World Bank cuts growth outlook as world enters 'new normal'
The World Bank cut its outlook for global growth, saying the economy should expand more slowly this year than last as it cited a deeper-than-expected recession in Europe and a recent slowdown in some emerging markets.
In its twice-yearly Global Economic Prospects report, the bank warned that large developing economies, which have driven global growth in recent years, will not experience the same boom as they did before the global financial crisis and will have to focus on structural reforms to keep expanding.
The bank forecast the world's gross domestic product will grow 2.2 percent this year, slightly below last year's growth of 2.3 percent. In its last forecast in January, the World Bank estimated the world economy would expand 2.4 percent this year.
Andrew Burns, the report's lead author, said the global economy should be less volatile in the future, but growth should slow.

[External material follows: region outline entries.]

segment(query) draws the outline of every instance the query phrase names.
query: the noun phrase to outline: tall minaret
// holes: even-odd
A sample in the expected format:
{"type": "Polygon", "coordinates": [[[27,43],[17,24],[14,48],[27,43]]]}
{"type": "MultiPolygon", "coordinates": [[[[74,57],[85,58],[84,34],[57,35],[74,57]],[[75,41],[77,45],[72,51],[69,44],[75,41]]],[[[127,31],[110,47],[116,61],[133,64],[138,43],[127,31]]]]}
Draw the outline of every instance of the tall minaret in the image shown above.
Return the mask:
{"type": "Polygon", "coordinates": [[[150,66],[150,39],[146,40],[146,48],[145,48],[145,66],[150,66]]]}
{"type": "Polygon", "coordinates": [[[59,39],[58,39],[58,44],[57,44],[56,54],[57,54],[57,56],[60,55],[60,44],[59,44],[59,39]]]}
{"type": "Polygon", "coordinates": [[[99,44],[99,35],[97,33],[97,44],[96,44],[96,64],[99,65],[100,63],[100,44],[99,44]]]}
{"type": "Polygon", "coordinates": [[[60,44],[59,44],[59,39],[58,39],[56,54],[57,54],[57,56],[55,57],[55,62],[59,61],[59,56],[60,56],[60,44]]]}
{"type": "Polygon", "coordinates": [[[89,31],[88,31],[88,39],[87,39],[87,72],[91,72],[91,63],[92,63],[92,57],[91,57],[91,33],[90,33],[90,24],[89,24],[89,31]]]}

The World Bank estimates the global economy should expand after this year's trough to 3 percent in 2014, and to 3.3 percent in 2015.
"Growth is not slower because of inadequate demand but rather because, in our view, the very strong growth we saw in the pre-crisis period was due to that bubble phenomenon," Burns told reporters.
"What we're seeing now is more in line with the underlying growth potential," he said. "Therefore, this is a case of moving towards the new normal of the post crisis."
Part of that "new normal" will be slower growth rates in countries like Brazil, India, Russia and China, as commodities prices moderate and countries rebalance their economies, the World Bank said.
The World Bank cut its outlook for developing countries, which last year grew at their slowest pace in a decade, to 5.1 percent, from 5.5 percent in the January forecast. The bank said growth in these countries should slowly pick up in the future, to 5.6 percent next year and 5.7 percent in 2015.
Before the global financial crisis hit in 2008, developing countries as a whole were chalking up growth rates of around 7.5 percent, while China expanded at an annual rate of 10 percent.
Evidence has mounted in recent weeks that China's economic growth is fast losing momentum, and economists are abandoning their rosy recovery forecasts and bracing for what could be the country's slowest growth rate in 23 years.
Burns said he was not worried about the slowdown, as it was long expected that China's rapid expansion would moderate as its economy rebalanced away from investment-led growth to focus more on consumption.
The World Bank also said the euro area and fiscal uncertainty in the United States should recede as major risks to the global economy in the future. Instead, developing nations will have to watch out for side effects from the massive monetary expansion in advanced nations like the United States and Japan.